• Directory
  • FAQ: about JURN
  • Group tests
  • Guide to academic search
  • JURN’s donationware
  • openEco: nature titles indexed

News from JURN

~ search tool for open access content

News from JURN

Monthly Archives: December 2016

The tyranny of “relevance” sorting

30 Friday Dec 2016

Posted by David Haden in My general observations

≈ Leave a comment

The tyranny of “relevance” sorting is rather wearing. Why is “relevance” the unchangeable default for various forms of search result? Because they’re so very rarely “relevant” (Google Search aside) and more often than not I’m looking for a “by date” ordering. I’ve been to the site before, and now I just want to see what’s new. If there’s one innovation I’d like to see in 2017 it’s a robust browser add-on, one which can be taught to identify the site’s relevance/date toggle and then auto-switches to “by date”.

Excel example sheet: Sort a list to retain only Names and remove the all-lowercase words

27 Tuesday Dec 2016

Posted by David Haden in JURN tips and tricks

≈ 1 Comment

Here’s a working Microsoft Excel 2007 .xlsx file (11kb) that has a simple formula to split a word list according to the case of each word’s starting letter. For instance, you have a list that runs…

Frodo
Merry
Pippin
riders
Gandalf
Sam
ponies
Strider
mushrooms

You want to remove all the words that do not start with a capital letter, since they are not likely to be personal names or place-names or species etc. Excel can’t do this ‘out of the box’, at least not with the various Sort buttons available in Excel 2007. Nor can plugins like ASAP Utilities. This spreadsheet results in a list with the all-lowercase words pushed down to the bottom of the sorted list, thus…

Frodo
Merry
Pippin
Gandalf
Sam
Strider
ponies
riders
mushrooms

It won’t work properly if you also have words in your list with a capital letter after the first letter, such as “naZgul”. Those words will be flagged as if they start with a capital letter. Numbers, on the other hand, are fine.

sort_lowercase_excel

A survey of automated book index making software

27 Tuesday Dec 2016

Posted by David Haden in JURN tips and tricks

≈ 6 Comments

Updated: 13th July 2020.

Want to home-brew a classic “back of the book” index from a Word file, ideally using freeware? Here are all the current software options I could find:


* TExtract can handle a wide variety of input files and seems to be favoured by pro book indexers. From $79 (use for a single title) to $595 (buy outright). Seems likely to take a while to learn.


* WordEmbed. £80. A MS Word Macro that helps to automate the process where your pre-made book index gets slotted in as an intrinsic ‘living/linked’ part of the MS Word document. It seems to be well regarded as a helping hand, but is not an automated maker of the index in the first place. Not likely to be used by amateurs but it might be something you could tell your hired low-cost ebook freelancer about — they might be interested in learning how to use it and thus adding to their skills-base.

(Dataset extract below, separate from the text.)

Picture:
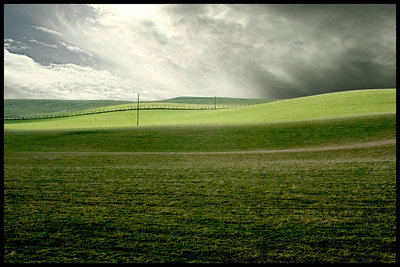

* PDF Index Generator. $69.95, with a free demo limited to the first ten pages of the book. Create a basic automatic index, and then trim back and supplement it as needed.

Version 2.4 added a new feature, a… “new query template has been added to allow indexing capitalized phrases” which works this way: get to “Step 2” in the initial PDF import | “Include words” | Click on pencil icon | “Add Query” | Choose “Capitalised Phrases” from the dropdown | this then forms Query 1 | Make sure Query 1 is ticked, and “Index these words only” | OK.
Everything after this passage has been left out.